Sunday, May 15, 2011

Garden Bloggers' Bloom Day - May 2011

Here's what's blooming in my garden this GBBD. Except for a gullywasher on May 12, spring in Central Texas has been as dry as a longhorn skull in the middle of the desert, but oddly, temperatures have been cooler than normal. These plants seem to like it cool and dry.

In the backyard garden:

This is the first year I've had a decent number of sweet peas (Lathyrus odoratus). The fragrance is intoxicating. These are "Wedding Blush" from Botanical Interests, in pastel shades of pink, yellow and purple, and the blooms have been very long-lasting. They're starting to go to seed.
Sweet pea "Wedding Blush"

Sweet pea 'Wedding Blush'

Sweet pea 'Wedding Blush'

Sweet pea 'Wedding Blush'

I decided to plant brightly colored single-petaled portulaca in the cinder block-edged bed around the round ball squash plants. Both are blooming.
8 Ball squash, portulaca

The red yucca (Hesperaloe parviflora) is still blooming and starting to form seed pods.
Red yucca

The purple blossoms of Mexican oregano (Poliomintha longiflora) brighten the herb garden.
Mexican oregano

In the garden in front of the house:

Gregg's mistflower (Conoclinium greggii) is blooming near the Whale's Tongue agave (A. ovatifolia). Yes, I've gone back to referring to this agave as a Whale's Tongue. I had my doubts when it offset a pup shortly after I planted it. But today I read on the Yucca Do website that A. ovatifolia offsets "rarely or not at all." I'm thinking one pup in two years qualifies as "rarely", and the older this agave gets, the more it looks like A. ovatifolia.
Gregg's mistflower, Whale's Tongue agave

White autumn sage (S. greggii), mealy blue sage (S. farinacea) and esperanza (Tecoma stans) make a colorful trio. The few larkspur that flowered are going to seed.
White 'Autumn Sage', 'Mealy Blue Sage', esperanza

A close-up of 'Mealy Blue Sage':
Salvia 'Mealy Blue Sage'

Another colorful trio: 'Indigo Spires' salvia (S. farinacea x longispicata 'Indigo Spires'), four-nerve daisies (Tetraneuris scaposa) and rock rose (Pavonia lasiopetala).
'Indigo Spires' salvia, four-nerve daisy, rock rose

Pink gaura (Gaura lindheimeri), a passalong plant from Annie at The Transplantable Rose.
Pink gaura

Thanks to Carol at May Dreams Gardens for hosting Garden Bloggers' Bloom Day. Visit her site to see flowers bloomin' their heads off, all over the globe.

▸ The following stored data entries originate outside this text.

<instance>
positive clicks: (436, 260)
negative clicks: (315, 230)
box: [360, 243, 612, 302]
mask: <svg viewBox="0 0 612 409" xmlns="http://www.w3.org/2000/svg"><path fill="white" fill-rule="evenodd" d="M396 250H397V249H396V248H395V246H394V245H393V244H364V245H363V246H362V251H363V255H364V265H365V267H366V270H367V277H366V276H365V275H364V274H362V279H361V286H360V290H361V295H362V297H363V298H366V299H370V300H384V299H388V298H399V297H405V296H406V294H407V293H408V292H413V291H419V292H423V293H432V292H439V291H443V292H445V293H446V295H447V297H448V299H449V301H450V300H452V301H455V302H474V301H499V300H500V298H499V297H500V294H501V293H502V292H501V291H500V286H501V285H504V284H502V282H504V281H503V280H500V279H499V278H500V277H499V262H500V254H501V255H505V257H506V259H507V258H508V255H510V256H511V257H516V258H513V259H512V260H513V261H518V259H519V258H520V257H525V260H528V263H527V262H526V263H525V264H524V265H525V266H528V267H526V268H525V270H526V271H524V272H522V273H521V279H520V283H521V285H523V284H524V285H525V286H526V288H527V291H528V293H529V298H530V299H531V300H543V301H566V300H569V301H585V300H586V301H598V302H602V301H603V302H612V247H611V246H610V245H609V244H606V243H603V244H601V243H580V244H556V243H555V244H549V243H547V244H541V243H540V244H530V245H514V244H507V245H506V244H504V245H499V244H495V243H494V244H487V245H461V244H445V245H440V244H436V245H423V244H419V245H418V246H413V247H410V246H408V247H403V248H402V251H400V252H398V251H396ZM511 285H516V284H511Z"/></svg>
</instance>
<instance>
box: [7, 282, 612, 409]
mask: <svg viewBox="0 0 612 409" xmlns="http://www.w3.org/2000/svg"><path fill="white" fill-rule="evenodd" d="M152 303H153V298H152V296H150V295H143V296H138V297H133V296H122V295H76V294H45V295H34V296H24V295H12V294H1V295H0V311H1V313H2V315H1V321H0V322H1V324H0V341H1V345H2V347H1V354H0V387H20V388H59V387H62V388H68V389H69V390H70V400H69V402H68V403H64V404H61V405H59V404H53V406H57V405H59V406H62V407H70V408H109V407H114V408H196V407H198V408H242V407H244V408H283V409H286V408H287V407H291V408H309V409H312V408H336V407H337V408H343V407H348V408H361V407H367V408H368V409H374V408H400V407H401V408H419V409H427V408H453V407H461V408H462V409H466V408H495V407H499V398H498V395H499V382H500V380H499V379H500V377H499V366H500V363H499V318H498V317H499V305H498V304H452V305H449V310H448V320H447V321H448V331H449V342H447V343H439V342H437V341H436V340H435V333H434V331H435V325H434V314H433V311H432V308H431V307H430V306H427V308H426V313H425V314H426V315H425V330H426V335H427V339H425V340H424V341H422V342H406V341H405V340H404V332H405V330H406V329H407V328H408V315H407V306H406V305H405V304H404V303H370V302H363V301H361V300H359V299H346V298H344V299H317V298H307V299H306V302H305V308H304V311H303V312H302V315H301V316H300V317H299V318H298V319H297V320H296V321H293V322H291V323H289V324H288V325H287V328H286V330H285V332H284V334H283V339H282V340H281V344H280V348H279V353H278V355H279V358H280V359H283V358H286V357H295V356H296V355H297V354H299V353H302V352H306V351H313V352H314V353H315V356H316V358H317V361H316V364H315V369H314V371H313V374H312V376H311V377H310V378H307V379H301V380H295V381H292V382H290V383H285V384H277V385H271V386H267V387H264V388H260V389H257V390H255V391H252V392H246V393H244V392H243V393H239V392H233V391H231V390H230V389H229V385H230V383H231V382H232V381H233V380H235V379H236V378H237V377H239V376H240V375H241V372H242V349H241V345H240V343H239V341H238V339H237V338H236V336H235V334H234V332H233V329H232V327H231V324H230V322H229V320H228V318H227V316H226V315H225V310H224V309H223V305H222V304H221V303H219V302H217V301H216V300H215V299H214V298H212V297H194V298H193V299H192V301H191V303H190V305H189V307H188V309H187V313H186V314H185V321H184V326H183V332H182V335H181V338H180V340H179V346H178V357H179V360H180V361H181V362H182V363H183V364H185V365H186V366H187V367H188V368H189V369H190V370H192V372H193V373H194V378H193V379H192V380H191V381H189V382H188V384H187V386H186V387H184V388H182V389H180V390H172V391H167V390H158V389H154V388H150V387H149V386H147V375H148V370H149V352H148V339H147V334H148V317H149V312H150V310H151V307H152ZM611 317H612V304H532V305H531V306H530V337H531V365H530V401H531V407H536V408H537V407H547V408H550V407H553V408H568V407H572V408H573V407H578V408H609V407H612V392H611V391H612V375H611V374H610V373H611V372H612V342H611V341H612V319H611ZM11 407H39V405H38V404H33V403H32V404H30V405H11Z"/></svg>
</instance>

Words and photos © 2009-2011 Caroline Homer for "The Shovel-Ready Garden". Unauthorized reproduction is prohibited.


  1. Wow, does that ever look lush! I can't believe your Esperanza is already so flowery. I guess it was the early heat in April? I'm ready for you to have a GoGo at your house, I want to see your gardens!

  2. I'm so jealous of the Sweet Peas, Caroline... last year mine did well but not this year. And the Red yucca looks wonderful. Maybe I should be a good gardener & move my non-bloomer into more sun?
    Happy GBBD

    Annie at the Transplantable Rose
    BTW, how much rain did you get? The totals were different in every neighborhood! We topped out at 1.3".

  3. Lovely post...I'm totally smitten by the Mist Flower with the Agave...great combo!

  4. I can't believe all that you already had in bloom in mid-May! And I'm adding that sweet pea to my list for next year. Gorgeous photos, too, as always.

  5. Robin, I think the esperanza flowered early because it was so happy to be out of the shady spot it was in last year! I only post pictures of the lush parts, the bare spots have no blooms. ;)

    We got 1.75" that week, Annie. And my red yucca gets quite a bit of shade. I think they prefer more sun, though.

    I hope to have seeds of that sweet pea to share at a fall Go-Go, Linda.

  6. Your garden looks fantastic! I really like the Indigo Spires. Wow!
    Thanks for including the Latin names.